Heute hält Ursula von der Leyen ihre „State of the Union»-Rede – ein guter Anlass, Dario Amodei (Anthropic), Sam Altman (OpenAI) und alle Doomers daran zu erinnern: Es gibt bereits eine KI-Regulierung für „KI-Systeme, die aus Testsystemen ausbrechen und Schäden anrichten», und zwar den AI Act. Eigentlich auch NIS 2 und die DSGVO – man hat die Qual der Wahl der Gesetze.

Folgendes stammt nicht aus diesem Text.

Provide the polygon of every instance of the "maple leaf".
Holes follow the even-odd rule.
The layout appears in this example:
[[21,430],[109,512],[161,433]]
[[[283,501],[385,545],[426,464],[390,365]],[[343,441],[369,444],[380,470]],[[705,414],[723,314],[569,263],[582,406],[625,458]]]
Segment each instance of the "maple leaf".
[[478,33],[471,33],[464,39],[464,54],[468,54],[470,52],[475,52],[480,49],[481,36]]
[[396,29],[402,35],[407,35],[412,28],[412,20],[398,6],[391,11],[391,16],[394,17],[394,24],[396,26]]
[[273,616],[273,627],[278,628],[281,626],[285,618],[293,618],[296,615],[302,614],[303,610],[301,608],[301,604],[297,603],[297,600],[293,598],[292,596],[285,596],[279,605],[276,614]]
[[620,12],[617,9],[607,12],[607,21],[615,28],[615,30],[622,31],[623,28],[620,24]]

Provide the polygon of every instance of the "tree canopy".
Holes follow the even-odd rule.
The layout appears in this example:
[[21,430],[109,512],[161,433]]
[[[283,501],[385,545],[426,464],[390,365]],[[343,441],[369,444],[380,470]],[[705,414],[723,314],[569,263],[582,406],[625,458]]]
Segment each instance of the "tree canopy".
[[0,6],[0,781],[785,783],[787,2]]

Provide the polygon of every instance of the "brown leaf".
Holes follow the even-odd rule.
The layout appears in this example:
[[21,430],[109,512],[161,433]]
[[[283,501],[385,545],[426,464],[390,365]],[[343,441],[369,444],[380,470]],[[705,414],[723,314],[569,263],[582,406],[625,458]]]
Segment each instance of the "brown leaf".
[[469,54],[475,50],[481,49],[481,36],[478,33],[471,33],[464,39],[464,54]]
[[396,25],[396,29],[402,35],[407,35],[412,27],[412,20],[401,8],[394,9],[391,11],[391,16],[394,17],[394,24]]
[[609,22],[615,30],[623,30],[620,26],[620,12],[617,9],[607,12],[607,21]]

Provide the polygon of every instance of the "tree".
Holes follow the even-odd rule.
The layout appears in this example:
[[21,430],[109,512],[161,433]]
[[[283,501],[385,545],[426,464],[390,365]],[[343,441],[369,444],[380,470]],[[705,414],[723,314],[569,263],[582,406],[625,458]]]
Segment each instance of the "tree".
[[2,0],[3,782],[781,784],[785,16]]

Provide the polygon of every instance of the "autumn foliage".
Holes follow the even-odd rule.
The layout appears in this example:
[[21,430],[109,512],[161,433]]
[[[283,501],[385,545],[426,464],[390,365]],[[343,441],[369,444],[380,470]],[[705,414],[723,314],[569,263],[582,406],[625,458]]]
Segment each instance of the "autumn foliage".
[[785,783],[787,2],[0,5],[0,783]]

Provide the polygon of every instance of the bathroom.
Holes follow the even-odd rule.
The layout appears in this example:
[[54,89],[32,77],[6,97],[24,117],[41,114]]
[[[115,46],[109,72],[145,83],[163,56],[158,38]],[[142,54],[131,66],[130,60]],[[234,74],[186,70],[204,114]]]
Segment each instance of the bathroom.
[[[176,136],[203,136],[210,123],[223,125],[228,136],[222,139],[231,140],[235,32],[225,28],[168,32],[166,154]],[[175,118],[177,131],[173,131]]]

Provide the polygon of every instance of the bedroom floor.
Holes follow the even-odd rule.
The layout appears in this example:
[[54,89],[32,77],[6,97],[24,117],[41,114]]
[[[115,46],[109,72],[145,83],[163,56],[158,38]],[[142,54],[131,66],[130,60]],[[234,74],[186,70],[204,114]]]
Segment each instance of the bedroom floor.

Dabei gelten Regeln für sogenannte Foundation Models (Large Language Models) ab einer bestimmten Grösse, die hier zweifellos gegeben ist. Bald folgt auch die Produkthaftung für KI-Systeme, und dann könnten alle Geschädigten von „ausgebrochenen Testsystemen» richtig Schadenersatz einkassieren.
Nein, die „Forschungsausnahme» gilt nicht, da es sich um Modelle handelt, die allesamt bereits in real life draussen sind.
Das zuständige EU-Büro müsste jetzt einfach mal die Regeln anwenden und das Knowhow aufbauen.te
Michael Kolain vom Zentrum für Digitalrechte hat eine exzellente Analyse dazu geschrieben. Wenn ihr nur einen Take zu dieser Debatte lesen wollt, dann würde ich diesen empfehlen.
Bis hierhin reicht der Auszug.